Ne consegue che, per qualificare la domanda, non occorre fare riferimento tanto al provvedimento impropriamente indicato come impugnato, quanto al petitum sostanziale, che nel caso in esame ha ad oggetto expressis verbis la riliquidazione del trattamento pensionistico a seguito della variazione dei dati retributivi, oltre che la condanna dell’INPS al pagamento delle differenze sui ratei arretrati.
2.La domanda è ammissibile, in quanto, dopo le prime diffide del 2013 (all. 6) e del 2018 (all. 7), è stato inoltrato all’INPS il ricorso amministrativo del 4.3.2024 (all. 8), spedito dopo che l’Amministrazione aveva già trasmesso il documento PA04 ed il relativo foglio di calcolo.
3.Nel merito, il ricorso è fondato.
Infatti, dal nuovo modello PA04 elaborato dall’Amministrazione datoriale e dal relativo foglio di calcolo, si evince che, a seguito della corresponsione delle differenze retributive, sono dovute maggiori somme a titolo pensionistico. Peraltro, l’INPS non ha mai contestato la differenza tra i due calcoli, ma si è limitato a dedurre genericamente, senza nemmeno addentrarsi nello specifico dei dati indicati nel documento PA04 e nel relativo foglio di calcolo, che il differenziale retributivo computato in sede giuslavoristica debba essere valorizzato ai fini pensionistici soltanto nei limiti di cui all’art.
43 del DPR n. 1092/73.
Ne consegue il diritto del ricorrente alla rideterminazione del trattamento pensionistico, in riferimento al trattamento economico ex art. 31 del DPR n. 761/79, di dirigente sanitario di I livello, in conformità al foglio di calcolo modello PA04 come rielaborato dal datore di lavoro, ovviamente sulla base dei criteri di cui all’art. 43 del DPR n. 1092/73.

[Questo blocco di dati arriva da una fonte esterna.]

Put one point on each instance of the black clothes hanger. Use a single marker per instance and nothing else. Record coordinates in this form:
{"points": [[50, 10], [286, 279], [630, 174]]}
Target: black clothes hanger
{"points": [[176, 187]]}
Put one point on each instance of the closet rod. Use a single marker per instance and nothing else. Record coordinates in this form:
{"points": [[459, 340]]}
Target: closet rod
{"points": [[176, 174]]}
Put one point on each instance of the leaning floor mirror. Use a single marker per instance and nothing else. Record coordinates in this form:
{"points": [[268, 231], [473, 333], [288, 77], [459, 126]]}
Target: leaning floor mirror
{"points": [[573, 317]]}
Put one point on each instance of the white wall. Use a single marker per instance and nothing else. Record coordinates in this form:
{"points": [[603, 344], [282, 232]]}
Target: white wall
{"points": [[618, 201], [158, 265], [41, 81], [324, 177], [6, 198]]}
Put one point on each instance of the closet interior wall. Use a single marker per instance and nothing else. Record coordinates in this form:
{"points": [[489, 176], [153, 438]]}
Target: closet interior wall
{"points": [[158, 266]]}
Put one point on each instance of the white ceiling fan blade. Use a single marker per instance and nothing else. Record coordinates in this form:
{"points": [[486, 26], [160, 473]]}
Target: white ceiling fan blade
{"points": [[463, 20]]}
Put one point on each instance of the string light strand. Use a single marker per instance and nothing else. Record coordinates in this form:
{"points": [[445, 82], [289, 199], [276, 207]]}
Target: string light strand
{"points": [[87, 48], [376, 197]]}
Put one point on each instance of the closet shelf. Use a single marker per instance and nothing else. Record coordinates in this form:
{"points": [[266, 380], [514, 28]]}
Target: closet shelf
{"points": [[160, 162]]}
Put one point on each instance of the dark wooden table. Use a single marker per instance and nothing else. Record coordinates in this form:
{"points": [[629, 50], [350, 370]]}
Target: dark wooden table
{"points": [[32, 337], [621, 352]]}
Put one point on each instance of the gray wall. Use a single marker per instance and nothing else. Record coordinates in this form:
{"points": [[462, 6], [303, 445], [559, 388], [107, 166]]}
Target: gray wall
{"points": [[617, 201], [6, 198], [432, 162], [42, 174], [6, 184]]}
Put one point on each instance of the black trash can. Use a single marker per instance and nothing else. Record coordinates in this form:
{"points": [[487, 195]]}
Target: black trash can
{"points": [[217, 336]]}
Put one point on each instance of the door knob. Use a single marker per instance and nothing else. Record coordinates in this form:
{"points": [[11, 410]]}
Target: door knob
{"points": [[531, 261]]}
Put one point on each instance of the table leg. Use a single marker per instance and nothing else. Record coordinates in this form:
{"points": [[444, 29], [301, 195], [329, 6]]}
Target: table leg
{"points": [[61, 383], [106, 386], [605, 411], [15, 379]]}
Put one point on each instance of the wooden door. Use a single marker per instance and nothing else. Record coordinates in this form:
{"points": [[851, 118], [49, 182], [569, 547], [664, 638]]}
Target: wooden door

L’INPS è tenuto anche al pagamento delle differenze sui ratei arretrati a decorrere dal 1° novembre 2008, data del collocamento in quiescenza, sia perché il diritto non poteva essere fatto valere anteriormente al passaggio in giudicato della sentenza del Giudice del Lavoro, sia in quanto “la predisposizione di un nuovo PA04, quale effetto della risalente sentenza” dell’AGO, “si appalesava come atto dovuto per l’amministrazione datrice di lavoro”, sicché “la riliquidazione ad opera di INPS, per le peculiari ragioni che la impongono, si sottrae ad istanza amministrativa di parte” (sez. Giur. Sicilia, sent. n. 356/2023).
Le somme, così riconosciute a titolo di arretrati, dovranno essere maggiorate degli interessi legali e, solo per l’ipotesi e per i periodi in cui l’indice di svalutazione vi dovesse essere superiore, anche della rivalutazione monetaria (v. Sezioni Riunite della Corte dei conti, sent.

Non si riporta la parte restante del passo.